Tesla Autopilot internship mentions reinforcement learning

Today I saw this Tesla job posting:

Autopilot Internship/Co-Op (Summer 2019)


As an Autopilot AI Scientist you will perform research and development to advance the state of the art in technologies enabling autonomous driving, research and develop algorithms for complex tasks like full scene understanding, scene prediction, planning and sequential decision making. Devise methods to use to enormous quantities of lightly labelled data in addition to a diverse set of richly labelled data.


  • Individuals in this role are expected to be experts in identified research areas such as computer vision, artificial intelligence, machine learning, and applied mathematics, particularly including areas such as supervised learning, graphical models, reinforcement learning, optimal control:

  • Develop state-of-the-art algorithms in one or all of the following areas: full scene understanding, multi-modal data processing, learning for planning and decision making, etc.
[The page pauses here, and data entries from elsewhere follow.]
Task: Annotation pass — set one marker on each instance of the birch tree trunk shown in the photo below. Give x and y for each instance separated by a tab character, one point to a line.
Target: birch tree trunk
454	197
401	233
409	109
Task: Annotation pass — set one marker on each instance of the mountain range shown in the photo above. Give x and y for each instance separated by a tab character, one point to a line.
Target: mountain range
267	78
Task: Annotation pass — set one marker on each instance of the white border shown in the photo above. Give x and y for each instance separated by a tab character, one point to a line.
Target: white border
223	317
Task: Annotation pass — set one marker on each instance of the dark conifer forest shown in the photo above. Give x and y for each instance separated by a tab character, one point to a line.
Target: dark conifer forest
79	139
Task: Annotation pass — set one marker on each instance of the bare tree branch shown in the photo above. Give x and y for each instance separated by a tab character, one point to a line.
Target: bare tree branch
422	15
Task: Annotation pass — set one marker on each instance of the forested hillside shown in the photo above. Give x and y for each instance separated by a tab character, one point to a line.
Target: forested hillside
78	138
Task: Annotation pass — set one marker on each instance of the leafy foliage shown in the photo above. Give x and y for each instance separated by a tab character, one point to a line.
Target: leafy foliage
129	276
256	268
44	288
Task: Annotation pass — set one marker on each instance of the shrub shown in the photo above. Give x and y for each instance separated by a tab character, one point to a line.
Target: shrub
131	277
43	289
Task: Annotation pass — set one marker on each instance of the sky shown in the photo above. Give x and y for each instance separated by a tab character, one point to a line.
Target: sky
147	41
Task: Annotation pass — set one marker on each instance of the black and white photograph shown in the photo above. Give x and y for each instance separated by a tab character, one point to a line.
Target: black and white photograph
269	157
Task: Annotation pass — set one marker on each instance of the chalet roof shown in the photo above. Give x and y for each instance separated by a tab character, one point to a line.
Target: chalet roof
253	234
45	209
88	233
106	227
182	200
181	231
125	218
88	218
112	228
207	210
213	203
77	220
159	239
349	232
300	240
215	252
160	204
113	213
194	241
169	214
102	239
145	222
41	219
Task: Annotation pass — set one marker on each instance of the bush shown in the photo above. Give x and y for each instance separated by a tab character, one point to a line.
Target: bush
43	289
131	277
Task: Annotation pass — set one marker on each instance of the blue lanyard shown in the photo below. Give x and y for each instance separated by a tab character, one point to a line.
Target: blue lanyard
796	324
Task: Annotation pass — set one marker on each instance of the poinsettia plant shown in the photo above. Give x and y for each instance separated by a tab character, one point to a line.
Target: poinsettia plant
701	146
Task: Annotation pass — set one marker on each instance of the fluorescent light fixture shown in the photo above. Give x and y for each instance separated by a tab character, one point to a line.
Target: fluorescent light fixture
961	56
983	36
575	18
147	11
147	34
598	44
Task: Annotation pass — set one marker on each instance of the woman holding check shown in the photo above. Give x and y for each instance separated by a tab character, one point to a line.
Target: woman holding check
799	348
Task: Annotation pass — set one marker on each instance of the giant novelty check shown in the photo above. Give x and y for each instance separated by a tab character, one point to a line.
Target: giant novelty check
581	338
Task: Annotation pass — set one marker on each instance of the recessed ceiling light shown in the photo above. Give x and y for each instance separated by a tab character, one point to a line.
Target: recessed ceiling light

  • Implement them to run with real time performance in autonomous vehicle production environment.

  • Creative ways to use complementary sensor data, and offline processing to create ground truth for training the algorithms.

Some hints in here on what Tesla might be developing, or at least experimenting with. Could “methods to use enormous quantities of lightly labelled data” be a reference to supervised imitation learning? Or perhaps a way to train perception neural networks using driver input data?

nice catch

The interesting line for me is confirmation of this: “Creative ways to use complementary sensor data, and offline processing to create ground truth for training the algorithms.”

Most likely for training photogrammetry networks.

Can you explain what you mean?

Building a 3D point cloud from spatial disparity. Aka reconstructing a lidar like 3d scene but using triangulation to measure.

It’s super slow with traditional methods but neural nets have been shown to create pretty good results in real time. e.g. this example took my i7 6-core machine about 2 hours to compute. psx_%20%E2%80%94%20Agisoft%20PhotoScan%20Standard

So process offline using classic approaches that can take an hour per frame and then extract the point cloud. Pro: is that you can use fleet data since no cars have lidar. Con: is it takes a ton of offline processing.

Sounds like they want to not just do photogrammetry but also perform sensor fusion to properly scale and hint. eg photogrammetry can’t see depth without texture to extract features from. A big white box truck alongside could be 1’ or infinity there is nothing to triangulate. But ultrasonics will see it no problem. So filling in the gap gives you a full 3d scene.

Also since they don’t have stereo coverage of 360 degrees they are probably using movement of the car to help with the scene construction. The problem with this is that vehicles moving at nearly 0 velocity relative to the car (e.g. following in traffic) won’t move so you have to fill those with either stereophotogrammetry or else radar/ultrasonics. Radar is the most complimentary choice for forward objects since it can identify which regions are in motion and which are static. So the neural net would rely on vehicle motion to construct stationary reference points like buildings and road lanes but rely on radar/stereo disparity/ultrasonics/trained-monocular-depth-estimation for moving regions.